2005/1/18

災害は“貧困”を拡大…アジアに集中

 国連防災世界会議が神戸で始まりました。阪神淡路大震災から10年、記憶に残っているだけでも「阪神」以降、アジアではトルコ、台湾、インド、アフガニスタン、中国、イラン、そして昨年末のスマトラ島沖大地震によるインド洋大津波と大災害が続き、国内でも鳥取西部、芸北、宮城沖、中越など大地震が相次ぎました。

 17日の世界会議プレシンポジウムでは基調講演に立ったバングラデシュのユースフ防災担当大臣が度重なるサイクロンによるある女性被災者を写真で紹介しながら「災害に遭うたびに家が小さく粗末になり、今はかろうじて雨風をしのぐ程度のものだ。貧困と災害の悪循環を断つことが重要、貧困を解消していくことが防災につながる」と訴えました。

 またJIKA(国際協力機構)の緒方貞子理事長も長年にわたる難民救済の経験をふまえながら、「いのち」を守ることを最重点に「貧困の悪化を防ぐために減災に取り組まなければならない」と強調しました。

 くしくも二人の防災・減災のキーワードは「貧困の撲滅」でした。日本では「災害弱者」というあいまいな表現をしますが、大災害で家を失い、仕事を失った人々はまさに「貧困」に直面します。精神的な「貧困」にも襲われます。

 阪神淡路大震災では復旧・復興の格差、階層性が指摘されましたが、実は表面的な豊かさに隠された「貧困」だったのではないのでしょうか。
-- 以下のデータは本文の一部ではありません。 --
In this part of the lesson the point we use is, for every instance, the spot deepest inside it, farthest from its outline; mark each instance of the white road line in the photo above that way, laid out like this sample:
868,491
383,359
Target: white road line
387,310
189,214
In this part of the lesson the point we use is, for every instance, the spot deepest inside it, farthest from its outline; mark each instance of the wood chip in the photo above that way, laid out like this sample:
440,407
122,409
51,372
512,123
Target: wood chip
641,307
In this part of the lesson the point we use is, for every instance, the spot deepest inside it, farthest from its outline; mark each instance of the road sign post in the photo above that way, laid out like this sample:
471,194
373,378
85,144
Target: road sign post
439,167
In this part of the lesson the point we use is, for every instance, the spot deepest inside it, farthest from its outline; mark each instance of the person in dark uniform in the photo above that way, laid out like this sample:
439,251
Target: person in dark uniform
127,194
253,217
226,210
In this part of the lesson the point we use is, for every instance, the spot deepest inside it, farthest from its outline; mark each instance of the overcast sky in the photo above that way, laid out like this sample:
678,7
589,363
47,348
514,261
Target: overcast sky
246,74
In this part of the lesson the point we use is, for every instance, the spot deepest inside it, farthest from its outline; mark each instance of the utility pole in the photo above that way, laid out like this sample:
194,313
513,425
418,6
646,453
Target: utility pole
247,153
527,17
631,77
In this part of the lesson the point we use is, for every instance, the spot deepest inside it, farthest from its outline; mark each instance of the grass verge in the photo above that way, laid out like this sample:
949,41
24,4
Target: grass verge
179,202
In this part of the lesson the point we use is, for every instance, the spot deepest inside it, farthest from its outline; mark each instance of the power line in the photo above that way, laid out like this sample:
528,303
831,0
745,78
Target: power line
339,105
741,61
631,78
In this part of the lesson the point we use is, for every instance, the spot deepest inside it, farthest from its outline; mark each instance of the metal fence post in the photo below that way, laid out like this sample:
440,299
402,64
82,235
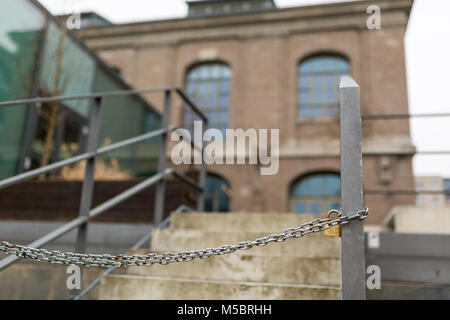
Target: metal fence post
162,160
202,175
352,241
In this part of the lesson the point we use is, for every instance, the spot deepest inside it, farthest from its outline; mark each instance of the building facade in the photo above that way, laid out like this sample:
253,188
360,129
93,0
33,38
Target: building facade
279,69
436,185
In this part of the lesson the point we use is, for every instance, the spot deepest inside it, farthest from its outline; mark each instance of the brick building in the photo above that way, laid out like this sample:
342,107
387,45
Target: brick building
249,64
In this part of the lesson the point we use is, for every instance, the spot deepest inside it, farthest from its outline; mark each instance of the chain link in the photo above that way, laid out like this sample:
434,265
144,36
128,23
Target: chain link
107,260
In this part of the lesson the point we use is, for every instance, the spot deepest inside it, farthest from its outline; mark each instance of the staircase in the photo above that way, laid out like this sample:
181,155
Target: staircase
304,268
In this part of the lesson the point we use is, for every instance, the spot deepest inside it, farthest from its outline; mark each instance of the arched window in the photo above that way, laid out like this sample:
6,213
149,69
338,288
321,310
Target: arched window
318,85
209,86
316,194
217,194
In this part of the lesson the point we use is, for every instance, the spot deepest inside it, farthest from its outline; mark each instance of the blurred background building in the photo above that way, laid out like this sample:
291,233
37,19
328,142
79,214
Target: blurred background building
251,65
247,64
 震災直後にある同僚が「家がつぶれた、生活が出来ないと被災者は言うけど、それくらいの貯えはないのか」と疑問を投げかけたことがありますが、それくらいぎりぎりの生活をしている人が直撃されたということなのです。戦後乱立した“文化住宅”の大半が倒壊したことでも明らかなように、災害は“貧困層”を襲うのです。貧困がゆえに災害に遭うのです。世界の自然災害の被災者の約9割がアジアに集中しています。

 シンポジウムでも「持続的成長のためにも防災・減災が必要」と指摘されました。日本の役割は大きいと思います。